I recently celebrated my fourth wedding anniversary. Well, not exactly. The day was on a school night, and unfortunately my wife and I had plans that would keep us apart that evening. She was attending an evening event for an MBA conference. I had a fundraiser to attend for an organization where I volunteer. Although I thought it would have been a great date night “doing it up big” as a couple she was attending a costly MBA conference, one that will hopefully increase her professional network. We both agreed to celebrate at a later date. But because I know better, I made sure the day didn’t pass without her receiving a gift from me: an arrangement of flowers that was almost identical to the bouquet she carried on our wedding day (I studied our pictures from the day to get as close to the original as I could).

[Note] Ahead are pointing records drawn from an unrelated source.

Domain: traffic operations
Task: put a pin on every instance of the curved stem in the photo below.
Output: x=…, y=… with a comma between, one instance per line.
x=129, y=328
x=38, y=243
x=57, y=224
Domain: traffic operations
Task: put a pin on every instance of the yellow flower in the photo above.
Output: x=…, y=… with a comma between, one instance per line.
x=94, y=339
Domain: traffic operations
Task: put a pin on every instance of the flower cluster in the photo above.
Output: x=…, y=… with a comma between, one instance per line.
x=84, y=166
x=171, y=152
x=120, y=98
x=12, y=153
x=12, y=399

She recognized the arrangement immediately and all was right between she and I.
Here’s what I didn’t do: I didn’t make the customary announcement on Facebook, pledging my love for my wife to my former classmates dating back to the age of five, current colleagues, relatives, frat brothers and all the random people who have begun to friend me because I have a blog. Of course it’s nice to share and receive accolades and encouragement no different that you do on your birthday.

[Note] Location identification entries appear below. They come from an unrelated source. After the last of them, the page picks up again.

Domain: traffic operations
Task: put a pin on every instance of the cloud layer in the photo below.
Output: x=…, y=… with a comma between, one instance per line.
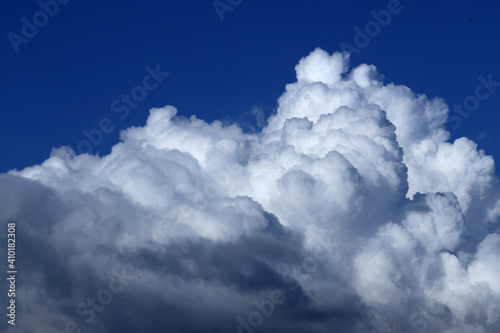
x=349, y=212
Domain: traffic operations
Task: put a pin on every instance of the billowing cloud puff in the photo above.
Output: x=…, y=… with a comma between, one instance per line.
x=349, y=212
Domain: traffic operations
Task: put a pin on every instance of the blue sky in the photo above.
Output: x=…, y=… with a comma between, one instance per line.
x=313, y=196
x=65, y=78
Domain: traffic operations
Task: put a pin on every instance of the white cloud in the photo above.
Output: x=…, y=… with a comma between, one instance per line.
x=201, y=209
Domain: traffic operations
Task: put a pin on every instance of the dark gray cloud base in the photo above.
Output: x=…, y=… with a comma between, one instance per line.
x=349, y=212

But I simply didn’t feel like it this time around. Especially since I felt another impulse brewing in the mix: pressure. I wondered if I didn’t make the announcement then people who did know would think something was wrong. I didn’t like the “peer pressure” of having to broadcast my business so I simply ignored my status bar on Facebook that day. And because my wife was at her day-long conference she didn’t spend any time on her social networks either.

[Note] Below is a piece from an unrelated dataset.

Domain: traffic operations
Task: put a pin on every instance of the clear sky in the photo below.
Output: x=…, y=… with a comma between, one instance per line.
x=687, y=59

Sure enough a day later I got the question in a cousin’s question via email:
So you guys made no anniversary fuss on FB. Is it like that?
Is it like what? As a society have we really arrived at a place where something is wrong if we aren’t updating everything but the most intimate details of our lives? And even then? A few short years ago not many other than college students would’ve dreamed of sharing their thoughts, opinions and daily activities on the Internet. Back then there were less people populating the Internet and no employers researching your online activity. Social networking applications such as Facebook and Twitter have simply made all this acceptable to the the masses. “Acceptable” and “right” are two different fruits entirely. The Internet now is larger than ever and no matter what a company CEO tells us privacy is easily circumvented by those who know how to bypass and hack through your security settings.
Ultimately there was no harm in sharing my wedding anniversary on Facebook but equally there was no harm in not sharing either. Besides, my wife is not my friend on Facebook so she wouldn’t have seen my status in any case. She is the person who matters most in this scenario. And she heard and saw how I felt, directly from me.
Do you feel that you should broadcast every single special day and occasion on your social networks? Do you feel pressured into doing so for fear of what people may think? Why or why not?